Mit Elizabeth Webster, Redaktionsleiterin Selbstlernen und Blended Learning bei Pons, sprach für die CW Björn Eichstädt.

CW: In welcher Situation benötigen IT-Fachkräfte vor allem gutes Englisch?

WEBSTER: Englisch ist allgegenwärtig. Fachliteratur ist in Englisch geschrieben, Kongressvorträge werden auf Englisch gehalten. Viele Informationsquellen kann man nur mit entsprechenden Sprachkenntnissen anzapfen. Darüber wird eigentlich gar nicht mehr diskutiert.

CW: Wie bereiten sich Bewerber am besten auf diese Anforderungen, beispielsweise im Vorfeld eines Vorstellungsgesprächs, vor?
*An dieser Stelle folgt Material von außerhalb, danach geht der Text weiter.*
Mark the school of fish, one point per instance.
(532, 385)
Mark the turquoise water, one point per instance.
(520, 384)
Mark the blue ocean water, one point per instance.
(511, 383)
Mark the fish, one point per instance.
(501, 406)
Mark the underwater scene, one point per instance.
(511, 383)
WEBSTER: Ein wichtiger Ansatz - egal ob auf Englisch oder in Deutsch - ist, sich gut über das Unternehmen zu informieren. Gibt es eine englische Web-Präsenz, verfügt das Unternehmen über ein hausinternes Wording? Doch noch wichtiger sind die mündlichen Kenntnisse. Denn in Vorstellungsgesprächen wechseln die Ansprechpartner gerne überraschend ins Englische. Darauf sollte man vorbereitet sein. Sprechen üben ist deshalb das Nonplusultra.
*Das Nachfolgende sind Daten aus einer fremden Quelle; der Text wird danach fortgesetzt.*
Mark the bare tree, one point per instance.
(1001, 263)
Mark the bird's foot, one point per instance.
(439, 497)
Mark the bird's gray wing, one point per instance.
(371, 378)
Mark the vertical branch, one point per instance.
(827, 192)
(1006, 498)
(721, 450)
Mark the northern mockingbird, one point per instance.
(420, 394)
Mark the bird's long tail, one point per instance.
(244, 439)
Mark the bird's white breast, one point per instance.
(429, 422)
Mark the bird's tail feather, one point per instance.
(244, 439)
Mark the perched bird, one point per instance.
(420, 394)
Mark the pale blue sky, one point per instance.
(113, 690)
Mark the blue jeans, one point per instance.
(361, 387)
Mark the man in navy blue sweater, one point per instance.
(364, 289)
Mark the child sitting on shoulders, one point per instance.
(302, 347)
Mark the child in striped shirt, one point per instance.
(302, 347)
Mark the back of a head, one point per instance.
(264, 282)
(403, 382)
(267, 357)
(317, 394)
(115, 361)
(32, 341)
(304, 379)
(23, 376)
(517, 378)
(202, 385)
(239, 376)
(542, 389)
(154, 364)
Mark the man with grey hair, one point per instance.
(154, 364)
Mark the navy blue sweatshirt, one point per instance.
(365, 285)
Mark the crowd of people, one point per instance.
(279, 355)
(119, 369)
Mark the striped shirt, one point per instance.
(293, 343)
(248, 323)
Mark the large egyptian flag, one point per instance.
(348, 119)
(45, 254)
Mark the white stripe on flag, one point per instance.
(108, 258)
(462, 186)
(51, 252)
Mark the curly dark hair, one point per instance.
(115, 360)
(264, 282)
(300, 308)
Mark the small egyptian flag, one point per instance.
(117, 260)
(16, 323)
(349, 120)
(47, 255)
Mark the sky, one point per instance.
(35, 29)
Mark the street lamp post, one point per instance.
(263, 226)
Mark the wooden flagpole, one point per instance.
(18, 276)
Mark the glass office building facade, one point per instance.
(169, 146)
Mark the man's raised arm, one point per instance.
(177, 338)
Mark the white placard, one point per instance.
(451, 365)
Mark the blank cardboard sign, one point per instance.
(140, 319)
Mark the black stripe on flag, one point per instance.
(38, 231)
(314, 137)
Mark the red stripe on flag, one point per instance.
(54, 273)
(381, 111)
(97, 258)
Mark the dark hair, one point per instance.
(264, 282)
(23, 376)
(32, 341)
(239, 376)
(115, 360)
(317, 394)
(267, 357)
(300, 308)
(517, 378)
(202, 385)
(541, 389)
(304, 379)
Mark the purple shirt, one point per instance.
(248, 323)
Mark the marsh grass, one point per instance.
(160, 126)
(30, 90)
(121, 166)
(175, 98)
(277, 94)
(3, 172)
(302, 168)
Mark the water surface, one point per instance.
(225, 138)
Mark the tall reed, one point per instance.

CW: Wie gut sollten die mündlichen Kenntnisse sein?

WEBSTER: In der Regel gilt: Verständnis ist wichtiger als Perfektion. Auch englische Muttersprachler sind recht tolerant bei Fehlern. Deshalb sollte der Interviewte sich nicht zu sehr zurückhalten, um Fehler zu vermeiden. Es gilt: Man muss sich präsentieren. Über Kleinigkeiten sieht der andere hinweg.

CW: Wer kann bei einer Eigeneinschätzung weiterhelfen?
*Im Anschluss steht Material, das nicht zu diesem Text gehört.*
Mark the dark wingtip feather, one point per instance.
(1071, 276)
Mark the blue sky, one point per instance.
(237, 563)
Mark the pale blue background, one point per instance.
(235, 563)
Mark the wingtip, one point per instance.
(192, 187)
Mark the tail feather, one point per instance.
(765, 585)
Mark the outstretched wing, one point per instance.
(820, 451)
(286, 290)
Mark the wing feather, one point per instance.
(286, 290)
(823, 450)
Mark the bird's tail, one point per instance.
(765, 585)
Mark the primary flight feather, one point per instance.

WEBSTER: Wichtig ist: Niemals übertreiben, Denn beim Englischen könnte das Gegenüber in einem Vorstellungsgespräch sehr schnell überprüfen, ob das "verhandlungssichere Englisch" wirklich so gut ist. Lieber sollte der Bewerber zugeben, dass seine Sprachkenntnisse eben nur solide oder "gut" sind.

CW: Kann man mit einem guten Schulenglisch weiterkommen?

WBSTER: Es ist besonders wichtig, innerhalb von interkulturellen Komponenten zwischen traditionellem und geschäftlich genutztem Englisch zu unterscheiden. Zum Beispiel ist es wichtig zu wissen, welche Smalltalkthemen akzeptabel sind und wie ich mich in englischsprachigen Verhandlungssituationen verhalte. Das muss ich in einem Londoner Pub nicht unbedingt beherzigen.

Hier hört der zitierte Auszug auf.